Some regional leaders of Russian parties have said it will be difficult to fulfill the requirements of the new law in practice. One of the reasons is the fact that “as a rule, a representative of the ruling party is appointed as the editor-in-chief [of a state-run channel],” said Aleksandr Makarevich, the head of Murmansk regional branch of the opposition Fair Russia party.

In his case, “any convenient occasion is used for shooting a TV report about the party’s activities, especially in prime time,” he told Regnum news agency.

Opposition parties, on the other hand, “have to do everything they can to appear on television,” he noted. “As a rule, their activities are not covered in prime time.”

Another shortcoming of the law is that it concerns only electronic mass media, the politician believes. In many municipalities, newspapers and other print media are very popular and have considerable circulations, he noted.

The State Duma started to consider the presidential bill equating parties’ chances for access to regional media in March, 2010. The draft legislation developed Medvedev’s initiatives concerning media coverage of parties’ activities in the federal media.

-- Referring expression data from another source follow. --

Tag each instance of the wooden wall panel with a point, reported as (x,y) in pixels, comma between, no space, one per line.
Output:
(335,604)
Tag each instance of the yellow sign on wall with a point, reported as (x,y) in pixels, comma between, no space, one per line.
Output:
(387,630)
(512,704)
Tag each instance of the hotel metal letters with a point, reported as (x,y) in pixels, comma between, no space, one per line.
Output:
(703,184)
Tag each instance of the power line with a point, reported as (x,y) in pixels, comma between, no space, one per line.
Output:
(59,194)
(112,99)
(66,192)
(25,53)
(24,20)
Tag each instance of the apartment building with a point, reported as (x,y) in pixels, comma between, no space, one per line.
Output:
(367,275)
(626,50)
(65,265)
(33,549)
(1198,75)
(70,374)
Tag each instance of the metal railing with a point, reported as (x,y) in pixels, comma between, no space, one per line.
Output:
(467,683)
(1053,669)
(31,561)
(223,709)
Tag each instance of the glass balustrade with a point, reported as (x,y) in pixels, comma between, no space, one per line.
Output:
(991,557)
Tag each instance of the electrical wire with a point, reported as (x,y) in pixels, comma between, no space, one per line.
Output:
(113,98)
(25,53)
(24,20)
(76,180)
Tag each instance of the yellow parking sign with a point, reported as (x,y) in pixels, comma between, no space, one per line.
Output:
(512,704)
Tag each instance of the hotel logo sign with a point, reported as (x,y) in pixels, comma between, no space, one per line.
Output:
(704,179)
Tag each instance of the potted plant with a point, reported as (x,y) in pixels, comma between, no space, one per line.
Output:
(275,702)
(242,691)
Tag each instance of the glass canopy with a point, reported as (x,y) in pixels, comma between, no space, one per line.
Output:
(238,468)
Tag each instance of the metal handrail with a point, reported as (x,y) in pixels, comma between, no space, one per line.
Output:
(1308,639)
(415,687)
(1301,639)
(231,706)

Since September 2009, parties represented in the parliament have had equal access to state-run Rossiya One and Rossiya 24 TV channels.

The faction of the opposition Communist party supported the idea at the time, but criticized the way the parties’ activities were covered by these federal channels. Nobody had controlled “the quality of information,” the representatives of the faction said.

However, all the factions supported the bill. The representatives of the Liberal Democratic Party noted that the law may well work at the regional level, Kommersant daily said.

Mikhail Emelyanov of the Fair Russia proposed that the equal access to all registered parties should be ensured, adding that “there are only seven such parties in Russia.”

Just as the Communists often complain that the media are covering the activities of the ruling United Russia more often, the representatives of that party disagree.

During the current campaign for elections in regional legislative bodies, the opposition parties already use the equal access to local media, believes Valery Galchenko, the head of United Russia’s regional department.

The politician made it clear that opposition forces owed equal access to regional media to United Russia which had voted for the amendments.

“The opposition has chosen the tactics of scandals,” Galchenko was quoted by the party’s website as saying. He believes the equal access to electronic media “gives their electoral strategies large proportions.”